Tindakan Afirmative dalam Kebijakan Ekonomi Perempuan Harus Dilakukan.
Hambatan-hambatan khusus yang dialami perempuan serta kenyataan bahwa perempuan
merupakan potensi yang luar biasa dalam ekonomi seharusnya mendorong para perencana
dalam Tahun Mikro Kredit Indonesia tidak membuat kebijakan yang bias jender.
Pengalaman yang disampaikan Pattareepan Pongwat mengenai Credit Union League of
Thailand Women Cooperative Product Development Center (CULT WCPDC) memperlihatkan
memang diperlukan upaya khusus untuk menjangkau perempuan pengusaha mikro yang
umumnya buta huruf sehingga membatasi daya kreatif dan pengetahuan mereka. Upaya yang
dilakukan adalah memastikan bahwa dalam membantu perempuan mereka dikembangkan pula
kapasitasnya sehingga keuntungan bisa dipastikan untuk meningkatkan rasa percaya diri
mereka. Lembaga pemberi kredit juga berperan menghubungkan pasar global dengan para
perempuan usaha mikro dan menghubungkan dengan sentra usaha lain serta sumber bahan
baku di tempat-tempat lain. Jadi, memberi kredit saja tidak cukup, tetapi harus ada lanjutan
kegiatan lain.

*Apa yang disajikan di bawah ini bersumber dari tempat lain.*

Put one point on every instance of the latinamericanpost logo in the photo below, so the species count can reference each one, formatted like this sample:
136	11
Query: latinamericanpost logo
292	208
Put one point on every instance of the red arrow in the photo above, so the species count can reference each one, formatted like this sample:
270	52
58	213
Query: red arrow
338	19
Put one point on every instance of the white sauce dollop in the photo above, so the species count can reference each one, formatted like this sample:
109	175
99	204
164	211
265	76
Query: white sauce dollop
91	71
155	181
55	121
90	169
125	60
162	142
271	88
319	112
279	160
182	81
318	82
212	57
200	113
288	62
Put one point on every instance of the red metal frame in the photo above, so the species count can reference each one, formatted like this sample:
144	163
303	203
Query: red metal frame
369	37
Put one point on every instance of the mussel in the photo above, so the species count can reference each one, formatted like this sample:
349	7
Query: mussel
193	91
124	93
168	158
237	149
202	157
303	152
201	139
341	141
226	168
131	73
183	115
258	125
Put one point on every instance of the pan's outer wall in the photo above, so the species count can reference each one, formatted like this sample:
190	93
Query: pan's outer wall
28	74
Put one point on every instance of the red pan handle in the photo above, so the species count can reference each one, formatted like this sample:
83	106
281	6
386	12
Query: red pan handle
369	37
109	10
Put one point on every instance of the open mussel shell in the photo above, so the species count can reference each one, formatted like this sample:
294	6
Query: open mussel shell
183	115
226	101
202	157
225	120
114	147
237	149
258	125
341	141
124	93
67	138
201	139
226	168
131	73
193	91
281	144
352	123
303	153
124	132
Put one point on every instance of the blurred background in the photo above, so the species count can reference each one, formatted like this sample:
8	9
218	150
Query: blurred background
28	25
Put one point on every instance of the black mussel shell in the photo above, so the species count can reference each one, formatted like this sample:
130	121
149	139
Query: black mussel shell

Lembaga keuangan mikro juga harus bisa mengaitkan kegiatan usaha mikro
dengan kebijakan nasional lainnya, misalnya ekspor nonmigas dan turisme seperti yang
dilakukan di Thailand. Upaya menjangkau perempuan usaha mikro harus mempertimbangkan
unsur kemudahan transportasi, adanya tujuan yang sama di antara anggota kelompok,
pemberian kredit tanpa agunan, dan lembaga keuangan mikro harus berada di antara para
responden.
3/4
Penguatan Ekonomi dan Masalah Perempuan Pelaku Usaha Mikro
Tanpa memerhatikan hal-hal khusus yang dialami perempuan, bukan tidak mungkin tahun
tahun yang akan datang akan berlalu tanpa perbaikan yang cukup bermakna bagi kehidupan jutaan perempuan lain, separuh penduduk Indonesia. Padahal, tanpa kehidupan perempuan
yang lebih baik, mustahil mengharapkan tumbuhnya masyarakat yang lebih baik.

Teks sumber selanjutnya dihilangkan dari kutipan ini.